Chris Carr is political director for the Trump campaign and the RNC.

Campaign officials boast of the experience and institutional knowledge behind the Trump data operation – what Parscale has called the “Death Star” – which can work in tandem with the RNC’s powerful voter file. Even with fewer rallies and a country upended by the pandemic, the years of work put into learning as much as they can about their voters mean Trump and the GOP have a leg up on Democrats, says one Trump campaign official familiar with the data team.

“This process is much more scientific than it has ever been and it is a lot more accurate,” said Rick Gorka, the spokesman for the Trump Victory Fund, the joint operation between the campaign and the RNC. “Voters tend not to just show up organically; you need to find a way to motivate them and convince them to participate. We’ve never stopped doing that because of this digital operation.”

While there has been consternation from donors about several aspects of Trump’s reelection campaign, there’s more confidence about how well the Trump data operation and the RNC ground game can work together.

On Monday, the RNC and the campaign announced they have now hired 1,500 field staffers, and Trump campaign aides describe the ground operation as the largest ever assembled by a Republican nominee.

“I think it’s a lot bigger, a lot more effective, and it’s gone local,” Doug Deason, a Dallas businessman, Republican donor and Trump fundraiser, said of the Trump and party ground game. “It’s a lot more local than it was.
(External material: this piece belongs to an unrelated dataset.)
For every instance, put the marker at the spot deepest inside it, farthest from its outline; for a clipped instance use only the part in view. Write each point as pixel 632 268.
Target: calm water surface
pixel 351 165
It’s much more organized. There are a lot more people on the ground, a lot more people on the phones.”

Deason, who skipped the Tulsa rally over concerns about Covid transmission and anti-Trump protests, insists that even without the rallies, Trump’s base remains solidly behind the President so he can finish the job of disrupting the status quo in Washington.

“He’ll be able to really break up and bust up DC in a second term,” Deason said of Trump. “All of his base knows that. That’s the goal. That’s why we hired him. We didn’t hire him to be a wonderful role model for our children. We’ve had that for decades and it hasn’t worked.”